It may be that the most enduring, affecting art produced within modern cultures develops when cultures are in crisis. Think about the greatest Russian literature. And think about the art that has come from black urban America in the final third of the 20th century. When beauty and destruction, oppression and exhaustion, history and outrage, love and grief combine, you get art distilled to such poignancy that it makes your heart literally ache. You get, for example, Funkadelic’s instrumental Maggot Brain, you get John Edgar Wideman and his brilliant, heartbreaking Two Cities.
Two Cities skips perspectives, delving most deeply into Kassima, a young woman who has lost a husband and two sons to AIDS and violence; Robert, the man who breaks the shell around her heart; and her tenant, ancient Mr. Mallory, a quiet man with a rich inner life and backstory.
The love between Kassima and Robert is a buoy neither expected to find, but one that nourishes long-dormant tendrils of sweetness and vulnerability in both of them. It's a love as sexy and sad as a doomed affair, as warm and kind as the strongest marriage.

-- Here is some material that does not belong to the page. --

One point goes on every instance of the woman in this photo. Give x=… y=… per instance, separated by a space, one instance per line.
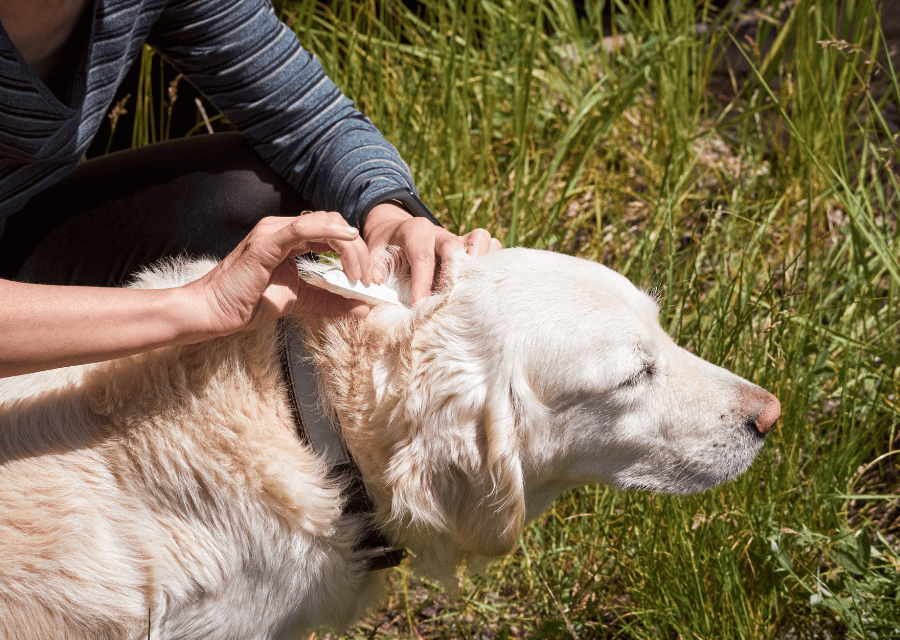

These characters float between the decayed neighborhoods of Pittsburgh and Philadelphia. They stay quiet and invisible out of self-preservation, though the cycle of young black men annihilating one another continues, and they are infected with sorrow and rage.
The subtitle for the novel is “A Love Story,” and this is the thread of hope that makes this novel so redemptive and powerful amidst so much grief – the relentless love of the characters for things that can slip away at any moment – each other, their cities, their culture, the homes they’ve built, the sons they’ve lost.